Game Dream 8: I'm Late, Rewind!
And I'm late answering this one! Game Dream 8: I'm Late! Rewind! asks us:
How have the games you've been involved with dealt with the passage of time? Has it been primarily linear, skipped around a lot, or even reversed?
In face to face gaming, I don't think I've seen anything other than strictly linear time, except for one game which was explicitly about time travel. Whenever the players have split up, I've handled the two groups by jumping back and forth between the two, not letting either group get too far ahead of the other. Just about every GM I've played under has done the same.
In asynchronous internet games (PBeM and PBmB), things have to be a bit more flexible to cope with different posting rates. Often players will respond to something another character said or did several posts ago, and as GM I often have entertaining hours of fun editing it all together to make coherent sense. Quite often we'll go into what I call 'timeslip mode' (A term first used by my first online GM, Maughn Matsuoka), where I will start a new thread without closing the previous one. A rule I always enforce here is once I've started a new thread, nothing may happen in the previous thread that has an impact on the later one. A good example of this is when I had an extended conversation thread in the evening, and started a new thread with the party setting out the next morning. The 'no change' rule here would prevent a brawl breaking out which killed or injured anyone already mentioned in the later thread.
With multiple players in different threads, I try to keep them within sight of each other timewise, unless they're widely separated geographically. In the worst case scenario this can lead to a player getting stuck in limbo for extended periods waiting for other threads to catch up; unfortunately this has happened to one PC in my Kalyr game. In contrast, I haven't needed to keep the Calbeyn and Filgeth games in synch with each other; not only are the two games run on totally separate forums so that many of the players are probably not even aware of the other game, but they're set in two cities more than a week's travel apart. This limits the scope for anything in one game to have much impact on the other. At one time the Filgeth game was running about a week ahead of the Calbeyn one, but the Calbeyn-based party did a lot of travelling, and the two timelines are now more or less running in parallel again.

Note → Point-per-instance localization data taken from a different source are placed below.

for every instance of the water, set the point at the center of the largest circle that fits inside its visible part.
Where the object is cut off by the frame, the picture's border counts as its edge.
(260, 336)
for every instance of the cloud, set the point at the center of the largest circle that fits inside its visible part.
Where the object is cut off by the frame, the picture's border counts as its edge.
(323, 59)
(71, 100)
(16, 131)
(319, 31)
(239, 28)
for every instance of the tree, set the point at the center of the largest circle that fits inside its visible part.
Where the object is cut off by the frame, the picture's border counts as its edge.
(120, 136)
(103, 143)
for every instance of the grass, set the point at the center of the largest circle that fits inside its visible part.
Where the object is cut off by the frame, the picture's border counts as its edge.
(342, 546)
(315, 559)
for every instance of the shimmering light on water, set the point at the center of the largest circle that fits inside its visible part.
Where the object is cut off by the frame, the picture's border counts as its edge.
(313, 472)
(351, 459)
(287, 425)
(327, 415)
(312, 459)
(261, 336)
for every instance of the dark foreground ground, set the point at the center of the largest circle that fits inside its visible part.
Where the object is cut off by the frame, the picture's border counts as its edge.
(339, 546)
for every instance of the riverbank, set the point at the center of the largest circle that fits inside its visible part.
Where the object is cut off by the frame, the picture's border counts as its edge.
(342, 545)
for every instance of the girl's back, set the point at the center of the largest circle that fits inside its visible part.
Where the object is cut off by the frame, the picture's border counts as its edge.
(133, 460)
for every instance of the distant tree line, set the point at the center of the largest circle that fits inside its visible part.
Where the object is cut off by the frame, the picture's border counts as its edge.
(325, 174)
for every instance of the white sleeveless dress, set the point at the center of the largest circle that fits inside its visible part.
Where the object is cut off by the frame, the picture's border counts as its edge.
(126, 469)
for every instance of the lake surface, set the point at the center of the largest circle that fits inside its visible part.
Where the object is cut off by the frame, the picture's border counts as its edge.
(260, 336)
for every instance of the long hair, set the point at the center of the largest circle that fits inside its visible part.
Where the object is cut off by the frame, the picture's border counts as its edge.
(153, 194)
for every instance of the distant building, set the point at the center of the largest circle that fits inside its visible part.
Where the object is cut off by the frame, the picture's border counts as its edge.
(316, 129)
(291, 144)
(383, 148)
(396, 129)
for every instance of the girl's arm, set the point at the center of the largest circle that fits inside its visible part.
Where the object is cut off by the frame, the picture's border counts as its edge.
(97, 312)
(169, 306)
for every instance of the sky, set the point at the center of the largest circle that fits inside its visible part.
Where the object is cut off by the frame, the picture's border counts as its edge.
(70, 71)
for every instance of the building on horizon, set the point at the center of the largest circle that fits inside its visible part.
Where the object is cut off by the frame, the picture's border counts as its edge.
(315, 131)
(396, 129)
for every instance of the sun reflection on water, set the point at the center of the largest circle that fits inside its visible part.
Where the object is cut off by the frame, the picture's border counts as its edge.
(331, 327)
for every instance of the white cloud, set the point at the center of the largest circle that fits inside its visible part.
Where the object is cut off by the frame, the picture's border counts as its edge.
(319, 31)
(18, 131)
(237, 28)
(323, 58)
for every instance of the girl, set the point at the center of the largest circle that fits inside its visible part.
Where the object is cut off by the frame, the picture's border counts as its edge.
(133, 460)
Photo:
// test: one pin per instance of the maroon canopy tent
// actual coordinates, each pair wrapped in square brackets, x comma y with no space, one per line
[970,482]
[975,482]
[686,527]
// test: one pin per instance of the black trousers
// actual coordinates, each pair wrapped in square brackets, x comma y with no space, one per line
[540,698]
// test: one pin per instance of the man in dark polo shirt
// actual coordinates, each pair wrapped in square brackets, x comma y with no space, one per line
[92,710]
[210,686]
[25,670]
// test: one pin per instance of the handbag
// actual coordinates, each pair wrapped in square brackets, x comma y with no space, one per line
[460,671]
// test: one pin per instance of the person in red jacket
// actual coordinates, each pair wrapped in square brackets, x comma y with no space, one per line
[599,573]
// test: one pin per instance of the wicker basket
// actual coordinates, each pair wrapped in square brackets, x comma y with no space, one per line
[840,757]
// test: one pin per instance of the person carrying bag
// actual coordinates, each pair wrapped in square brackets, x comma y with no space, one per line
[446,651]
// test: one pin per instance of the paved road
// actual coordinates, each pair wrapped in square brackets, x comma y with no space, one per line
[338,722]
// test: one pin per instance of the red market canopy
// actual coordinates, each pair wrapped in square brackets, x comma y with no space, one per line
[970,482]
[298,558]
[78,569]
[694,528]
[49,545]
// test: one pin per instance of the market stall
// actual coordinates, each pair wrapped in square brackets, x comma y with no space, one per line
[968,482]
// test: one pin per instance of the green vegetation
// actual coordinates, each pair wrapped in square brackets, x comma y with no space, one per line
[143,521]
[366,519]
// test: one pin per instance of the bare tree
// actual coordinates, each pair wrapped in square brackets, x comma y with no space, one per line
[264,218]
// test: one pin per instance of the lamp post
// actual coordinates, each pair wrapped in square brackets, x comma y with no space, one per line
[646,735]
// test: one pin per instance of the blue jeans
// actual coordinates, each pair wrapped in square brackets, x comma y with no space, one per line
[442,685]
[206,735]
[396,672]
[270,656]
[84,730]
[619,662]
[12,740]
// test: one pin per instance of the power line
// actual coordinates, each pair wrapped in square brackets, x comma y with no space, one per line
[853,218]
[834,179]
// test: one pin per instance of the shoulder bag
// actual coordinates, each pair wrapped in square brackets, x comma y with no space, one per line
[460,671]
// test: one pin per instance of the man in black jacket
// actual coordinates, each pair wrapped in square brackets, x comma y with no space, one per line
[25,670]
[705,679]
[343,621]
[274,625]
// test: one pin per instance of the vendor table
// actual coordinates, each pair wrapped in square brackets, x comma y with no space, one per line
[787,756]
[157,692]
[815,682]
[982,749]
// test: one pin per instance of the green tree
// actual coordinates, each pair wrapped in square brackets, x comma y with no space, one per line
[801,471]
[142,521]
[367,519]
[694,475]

For a more extreme example of parallel timelines and the potential for continuity confusion, I'll have to mention a game I neither GMed nor played in. It's the semi-legendary Highlander: The Gathering run by David Edelstein. In the original game the dozen or so players were scattered throughout history, some as early as Roman times, others in the early twentieth century. Although most of the time each player had their own thread, immortal NPCs cropped up in different threads at different times, which gave mind-boggling continuity headaches. If so-and-so was alive in 1915, it means another PC can't kill them in a duel in 1491! I'm not sure how David managed to keep the timeline consistant, although I remember a complete thread for a player who'd faded away getting removed from the continuity because events in other threads overwrote it. The present game is set in the present, but has "Flashback" scenes set in the past, which I think work in the same way as my timeslip threads: i.e. Nothing may happen in them to contradict the present-day storyline. (No duels in which the PC might die, for starters)
There's no way I could run a game like that. Trying to keep the continuity consistent would make my head explode.
Posted by TimHall at August 15, 2004 08:50 PM | TrackBackWow, I'd shoot myself rather than run that variety of game (Highlander) :) I'd never keep all of the time lines straight! The concept is very cool, though.
I've GMd and played in FTF and Online (run via MIRC) games. I've still never played in a forum-based game. I offered to run one recently, but didn't get much response :/ Perhaps I'll join one of the forum-based ones and get my feet wet in that genre.
D
Posted by: Doccus on August 17, 2004 04:00 PMI've been running a forum game that's been going eight years now, and long outlasted the forum it originally ran on.